Although the response from the United States and its allies and partners has heretofore been inadequate, the post-2015 change in Chinese cyber activities indicates that concerted pressure can alter Beijing’s behavior. A sustained campaign to demonstrate to Beijing that its malicious cyber activities will impair U.S.-China relations is likely the only way to convince the Chinese Communist Party to alter its behavior.
To develop effective policies to protect American innovation and the industrial base as well as change Chinese behavior, Cooper writes that U.S. policymakers must better understand Chinese decision-making regarding cyber-enabled economic activities.
Recent efforts by the U.S. Congress and the executive branch have put in place several recommendations, especially those related to reviewing foreign investment for national security risks. The Foreign Investment Risk Review Modernization Act, for example, which was attached to the FY2019 National Defense Authorization Act, will make the U.S. government’s approach to foreign investment more careful and systematic. The Trump administration has praised the legislation, with President Trump noting “such legislation will provide additional tools to combat the predatory investment practices that threaten our critical technology leadership, national security, and future economic prosperity.” The Commerce Department is also reviewing export controls processes in light of recent incidents of industrial espionage and technology leakage.
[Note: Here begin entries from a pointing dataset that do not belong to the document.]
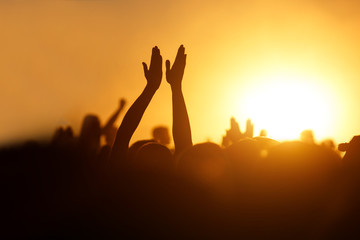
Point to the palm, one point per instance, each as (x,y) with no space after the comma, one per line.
(153,75)
(175,73)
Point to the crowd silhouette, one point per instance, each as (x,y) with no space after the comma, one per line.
(247,187)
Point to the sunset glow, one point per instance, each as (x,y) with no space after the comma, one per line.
(287,105)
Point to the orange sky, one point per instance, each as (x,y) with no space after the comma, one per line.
(62,59)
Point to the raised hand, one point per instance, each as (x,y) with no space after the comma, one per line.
(175,73)
(134,114)
(153,74)
(181,124)
(122,103)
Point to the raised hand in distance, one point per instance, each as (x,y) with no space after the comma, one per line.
(175,73)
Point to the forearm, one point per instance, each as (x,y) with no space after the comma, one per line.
(130,123)
(181,123)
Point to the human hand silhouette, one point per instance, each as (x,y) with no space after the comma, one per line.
(122,103)
(175,73)
(153,74)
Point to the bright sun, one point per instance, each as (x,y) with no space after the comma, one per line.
(286,105)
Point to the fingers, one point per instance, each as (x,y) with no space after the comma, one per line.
(145,69)
(167,65)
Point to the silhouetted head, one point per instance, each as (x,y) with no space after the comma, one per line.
(135,147)
(161,135)
(307,136)
(110,135)
(203,162)
(154,156)
(351,158)
(90,133)
(63,137)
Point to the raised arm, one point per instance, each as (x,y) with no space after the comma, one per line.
(133,116)
(181,124)
(113,117)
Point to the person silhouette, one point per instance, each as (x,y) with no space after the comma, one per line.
(153,75)
(181,125)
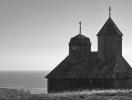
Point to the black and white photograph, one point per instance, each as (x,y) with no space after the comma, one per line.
(65,50)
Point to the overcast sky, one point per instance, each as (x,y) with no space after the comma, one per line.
(34,34)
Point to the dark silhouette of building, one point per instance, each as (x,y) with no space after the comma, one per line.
(84,69)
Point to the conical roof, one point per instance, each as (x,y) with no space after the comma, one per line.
(80,40)
(109,29)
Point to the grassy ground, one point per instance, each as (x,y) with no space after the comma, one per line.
(7,94)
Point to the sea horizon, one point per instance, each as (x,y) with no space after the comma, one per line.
(31,81)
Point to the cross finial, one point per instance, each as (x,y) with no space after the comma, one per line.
(80,23)
(110,11)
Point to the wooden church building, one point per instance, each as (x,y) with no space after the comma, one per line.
(84,69)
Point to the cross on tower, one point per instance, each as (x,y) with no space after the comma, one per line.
(110,11)
(80,23)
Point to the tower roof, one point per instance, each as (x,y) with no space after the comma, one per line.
(109,29)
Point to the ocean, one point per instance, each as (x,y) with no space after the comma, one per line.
(31,81)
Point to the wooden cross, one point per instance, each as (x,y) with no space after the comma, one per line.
(110,11)
(80,23)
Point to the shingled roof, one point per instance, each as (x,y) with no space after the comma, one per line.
(91,67)
(109,29)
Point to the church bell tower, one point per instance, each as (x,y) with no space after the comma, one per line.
(79,46)
(109,40)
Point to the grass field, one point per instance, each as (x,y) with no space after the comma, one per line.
(11,94)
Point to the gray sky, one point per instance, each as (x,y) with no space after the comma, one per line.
(34,34)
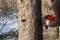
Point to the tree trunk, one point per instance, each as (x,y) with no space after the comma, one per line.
(26,18)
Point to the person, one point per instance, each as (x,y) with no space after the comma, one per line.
(47,19)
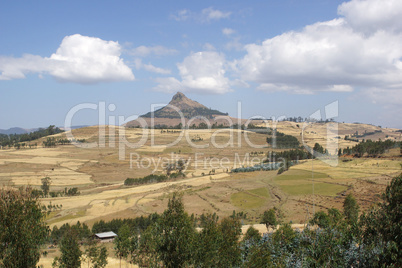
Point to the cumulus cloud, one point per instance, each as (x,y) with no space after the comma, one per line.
(373,15)
(79,59)
(206,15)
(336,55)
(144,51)
(201,72)
(181,15)
(214,14)
(228,31)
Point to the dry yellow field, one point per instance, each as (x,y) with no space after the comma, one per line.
(99,172)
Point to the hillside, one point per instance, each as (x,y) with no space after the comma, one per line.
(191,110)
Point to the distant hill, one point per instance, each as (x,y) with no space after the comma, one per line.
(189,108)
(168,116)
(17,130)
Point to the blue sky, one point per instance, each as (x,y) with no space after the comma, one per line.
(279,58)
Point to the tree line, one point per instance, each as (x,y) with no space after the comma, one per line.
(341,239)
(370,148)
(12,139)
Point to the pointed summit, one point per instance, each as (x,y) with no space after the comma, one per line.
(188,107)
(180,101)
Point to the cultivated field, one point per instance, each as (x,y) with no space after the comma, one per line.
(99,172)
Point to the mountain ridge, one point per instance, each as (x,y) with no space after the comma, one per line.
(188,109)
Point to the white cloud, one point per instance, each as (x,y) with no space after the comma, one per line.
(79,59)
(214,14)
(373,15)
(328,56)
(206,15)
(85,60)
(208,46)
(228,31)
(144,51)
(181,15)
(202,72)
(150,68)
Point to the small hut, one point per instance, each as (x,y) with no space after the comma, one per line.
(106,236)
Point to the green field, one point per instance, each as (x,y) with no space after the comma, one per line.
(300,182)
(250,199)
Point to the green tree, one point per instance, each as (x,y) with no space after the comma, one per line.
(382,227)
(45,185)
(22,228)
(269,219)
(229,248)
(351,208)
(122,242)
(176,235)
(208,241)
(252,235)
(95,254)
(70,251)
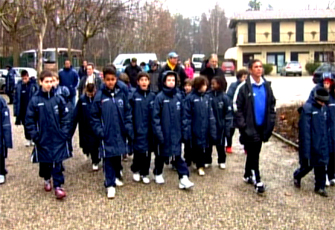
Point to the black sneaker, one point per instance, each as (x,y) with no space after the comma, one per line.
(321,192)
(260,187)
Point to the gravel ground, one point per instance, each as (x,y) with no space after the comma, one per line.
(219,200)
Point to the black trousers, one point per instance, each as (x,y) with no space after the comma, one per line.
(112,168)
(319,173)
(221,154)
(230,139)
(141,163)
(179,163)
(54,170)
(252,163)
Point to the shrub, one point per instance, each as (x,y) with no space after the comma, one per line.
(311,67)
(267,68)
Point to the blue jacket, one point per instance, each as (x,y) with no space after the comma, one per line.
(198,120)
(32,88)
(48,122)
(142,105)
(223,113)
(69,78)
(6,130)
(87,140)
(167,121)
(111,120)
(313,135)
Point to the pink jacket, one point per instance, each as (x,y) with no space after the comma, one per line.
(189,72)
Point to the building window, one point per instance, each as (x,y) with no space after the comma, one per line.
(299,31)
(275,31)
(251,32)
(323,30)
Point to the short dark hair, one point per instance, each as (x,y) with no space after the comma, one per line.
(24,73)
(252,62)
(44,74)
(240,73)
(198,82)
(142,74)
(109,70)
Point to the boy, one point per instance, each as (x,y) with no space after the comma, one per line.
(111,122)
(241,75)
(199,122)
(167,128)
(48,122)
(142,103)
(23,92)
(313,141)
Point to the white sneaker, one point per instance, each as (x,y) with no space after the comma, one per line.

While Washington is taking a tougher pubic stance against Beijing, much work remains. Cooper writes that unless U.S. leaders prioritize Chinese cyber-enabled economic espionage and coercion, Beijing is unlikely to curb these activities. As a first step, Cooper suggests the U.S. government works to publicize Chinese activities, incentivize private companies to make attacks public so that there can be accurate assessments of the damage, and explain how each piece fits into a larger whole.
Public-private partnerships provide many opportunities for strengthening protections in both government and the private sector. For example, the Defense Industrial Base Cyber Security Program allows private sector contractors to report to the Department of Defense when they suffer cyber attacks. This information is shared with other defense contractors, allowing them to continually update their systems and protect against intellectual property theft.
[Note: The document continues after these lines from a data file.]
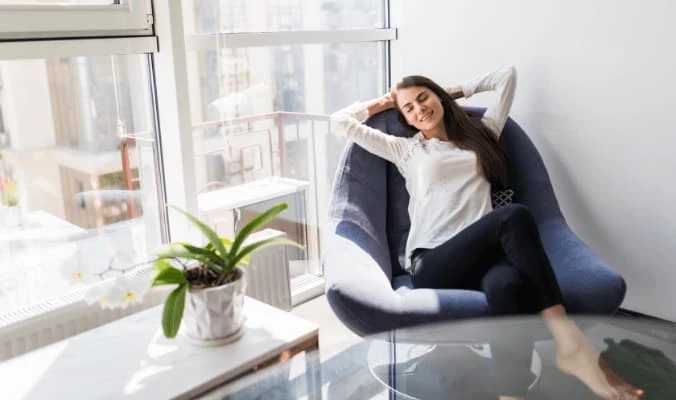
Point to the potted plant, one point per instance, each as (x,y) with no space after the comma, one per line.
(211,286)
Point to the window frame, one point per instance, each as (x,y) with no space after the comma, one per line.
(55,31)
(24,22)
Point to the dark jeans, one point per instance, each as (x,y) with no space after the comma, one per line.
(501,254)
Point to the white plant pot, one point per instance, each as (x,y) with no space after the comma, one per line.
(215,315)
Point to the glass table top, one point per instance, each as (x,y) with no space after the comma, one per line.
(576,358)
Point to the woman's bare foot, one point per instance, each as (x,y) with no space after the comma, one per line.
(585,363)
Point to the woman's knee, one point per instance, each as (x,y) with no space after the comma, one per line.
(517,214)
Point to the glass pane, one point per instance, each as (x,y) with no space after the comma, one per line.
(61,2)
(227,16)
(78,182)
(261,132)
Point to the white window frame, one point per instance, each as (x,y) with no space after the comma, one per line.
(132,18)
(86,31)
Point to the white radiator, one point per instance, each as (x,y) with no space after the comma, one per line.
(268,277)
(58,319)
(267,280)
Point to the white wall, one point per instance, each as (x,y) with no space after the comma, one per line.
(597,94)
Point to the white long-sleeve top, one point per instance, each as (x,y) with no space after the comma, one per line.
(447,191)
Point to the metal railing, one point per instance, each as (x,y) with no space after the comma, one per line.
(281,121)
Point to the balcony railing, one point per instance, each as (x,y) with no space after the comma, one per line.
(283,128)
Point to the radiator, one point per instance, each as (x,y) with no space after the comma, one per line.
(268,277)
(55,320)
(267,281)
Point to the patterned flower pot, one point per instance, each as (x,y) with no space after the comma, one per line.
(215,315)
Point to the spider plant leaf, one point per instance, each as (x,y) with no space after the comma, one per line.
(208,232)
(208,253)
(173,311)
(247,250)
(166,274)
(254,224)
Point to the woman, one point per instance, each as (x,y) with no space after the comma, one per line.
(465,244)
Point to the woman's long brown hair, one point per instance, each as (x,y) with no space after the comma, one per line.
(466,131)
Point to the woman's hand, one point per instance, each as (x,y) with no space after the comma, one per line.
(455,92)
(385,102)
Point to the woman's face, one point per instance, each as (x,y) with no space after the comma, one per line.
(421,107)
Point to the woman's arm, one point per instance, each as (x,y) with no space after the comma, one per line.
(348,123)
(455,92)
(503,82)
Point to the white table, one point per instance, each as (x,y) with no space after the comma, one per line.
(131,359)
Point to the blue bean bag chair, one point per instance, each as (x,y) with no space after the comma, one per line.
(364,243)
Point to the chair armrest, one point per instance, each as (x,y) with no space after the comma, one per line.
(588,284)
(357,288)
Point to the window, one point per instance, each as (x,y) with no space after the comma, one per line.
(234,16)
(263,78)
(78,178)
(24,19)
(99,130)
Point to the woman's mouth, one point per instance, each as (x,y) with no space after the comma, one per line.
(425,117)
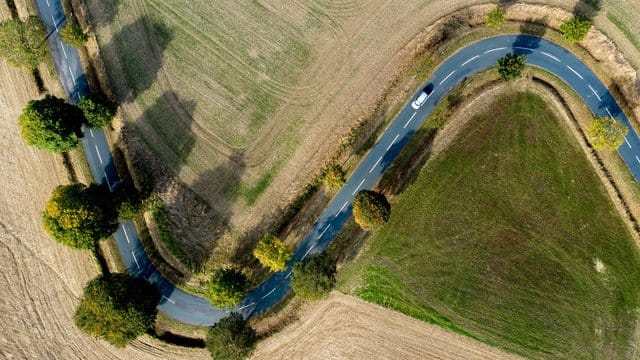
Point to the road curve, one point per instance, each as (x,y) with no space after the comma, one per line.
(466,62)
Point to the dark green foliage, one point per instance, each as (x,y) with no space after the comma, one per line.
(313,278)
(511,66)
(371,210)
(231,339)
(117,308)
(51,124)
(98,110)
(576,29)
(79,216)
(226,287)
(23,44)
(73,35)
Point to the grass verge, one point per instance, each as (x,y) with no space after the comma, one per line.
(510,238)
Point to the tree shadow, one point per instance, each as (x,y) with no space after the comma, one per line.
(104,11)
(139,49)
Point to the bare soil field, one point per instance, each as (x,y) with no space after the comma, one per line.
(345,327)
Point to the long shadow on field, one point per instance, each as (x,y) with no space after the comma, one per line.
(138,50)
(103,12)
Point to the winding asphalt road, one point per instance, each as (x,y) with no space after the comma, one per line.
(466,62)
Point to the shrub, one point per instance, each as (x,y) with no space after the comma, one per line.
(117,308)
(371,210)
(226,287)
(272,253)
(313,278)
(73,35)
(495,18)
(98,110)
(51,124)
(79,216)
(511,66)
(22,43)
(334,177)
(576,29)
(231,339)
(606,133)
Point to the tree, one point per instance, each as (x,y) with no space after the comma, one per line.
(313,278)
(226,287)
(606,133)
(79,216)
(23,44)
(495,18)
(371,210)
(98,110)
(272,253)
(73,35)
(51,124)
(334,177)
(231,338)
(576,29)
(117,308)
(511,66)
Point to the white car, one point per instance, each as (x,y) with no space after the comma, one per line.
(422,98)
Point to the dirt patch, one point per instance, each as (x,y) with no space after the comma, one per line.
(344,327)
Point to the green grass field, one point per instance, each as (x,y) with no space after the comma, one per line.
(510,238)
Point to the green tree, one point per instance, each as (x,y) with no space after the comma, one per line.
(231,339)
(606,133)
(495,18)
(51,124)
(334,177)
(511,66)
(23,44)
(73,35)
(117,308)
(79,216)
(98,110)
(313,278)
(371,210)
(272,253)
(576,29)
(226,287)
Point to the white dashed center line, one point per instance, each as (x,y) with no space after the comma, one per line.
(98,152)
(496,49)
(376,164)
(595,93)
(551,56)
(448,76)
(393,142)
(358,188)
(136,260)
(575,72)
(125,233)
(470,60)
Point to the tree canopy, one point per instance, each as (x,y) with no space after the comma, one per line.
(117,308)
(226,287)
(313,278)
(511,66)
(495,18)
(98,110)
(272,253)
(51,124)
(73,35)
(23,44)
(576,29)
(334,177)
(79,216)
(606,133)
(231,339)
(371,210)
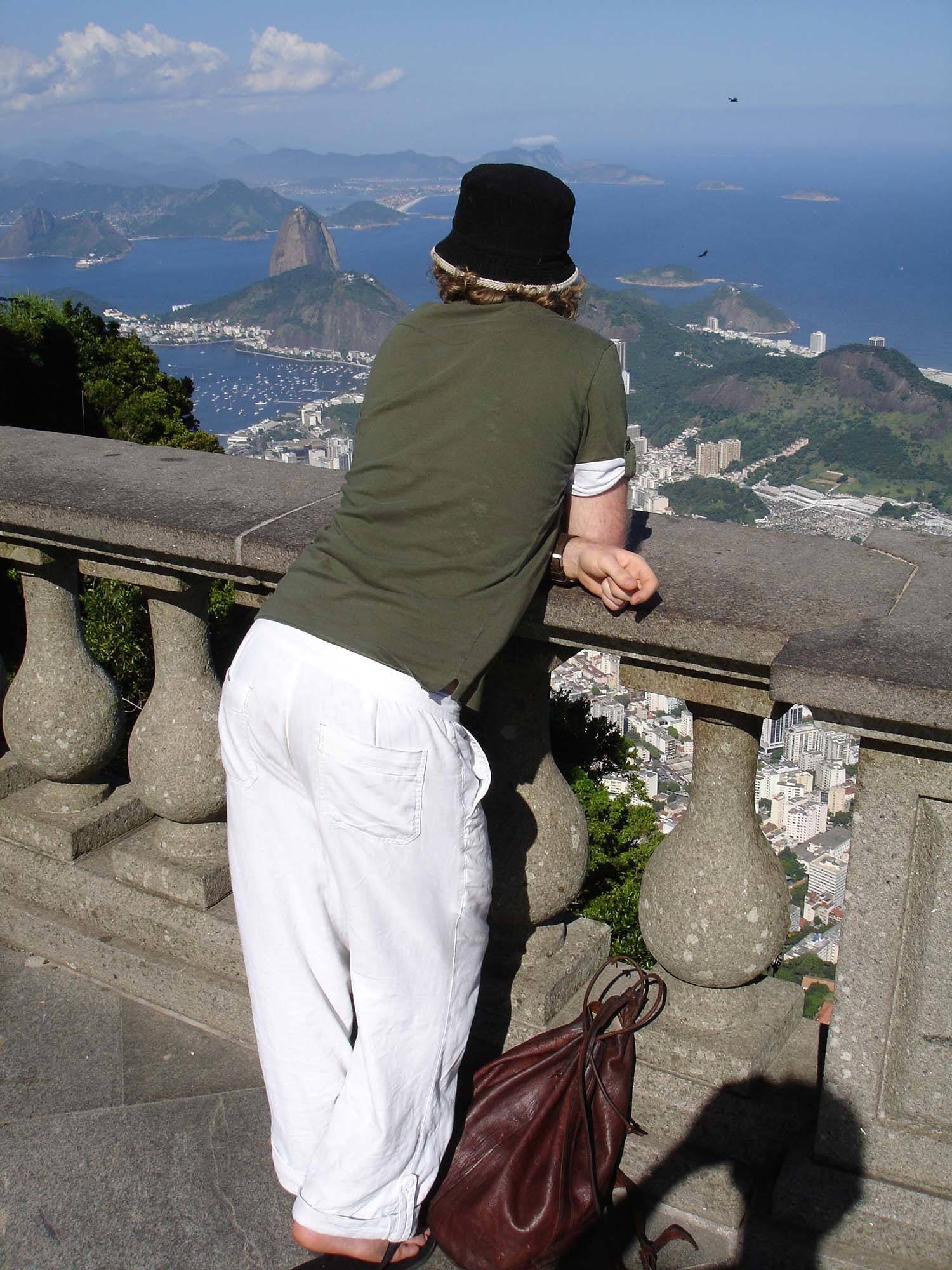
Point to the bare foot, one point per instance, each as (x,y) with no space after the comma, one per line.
(361,1250)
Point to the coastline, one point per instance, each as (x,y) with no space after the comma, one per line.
(675,286)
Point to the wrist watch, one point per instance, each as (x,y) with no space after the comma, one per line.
(557,571)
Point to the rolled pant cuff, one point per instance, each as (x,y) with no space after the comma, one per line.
(397,1224)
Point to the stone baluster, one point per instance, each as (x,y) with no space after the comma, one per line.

“The U.S. government should also work more closely with private companies to help them detect suspicious activity, including through advice on personnel hiring and background screening,” Cooper writes. “Companies should know how to report suspicious activity to law enforcement to more quickly identify suspicious individuals that may be facilitating intellectual property theft.”
The U.S. government should, he adds, also maintain a list of Chinese companies that steal U.S. intellectual property or have used stolen intellectual property. “Putting public pressure on these companies for industrial espionage would make them pay for continuing malicious behavior,” he said. “It would also build awareness and encourage greater debate in the public and expert community, as well as warn the private sector of the risks posed by specific entities.”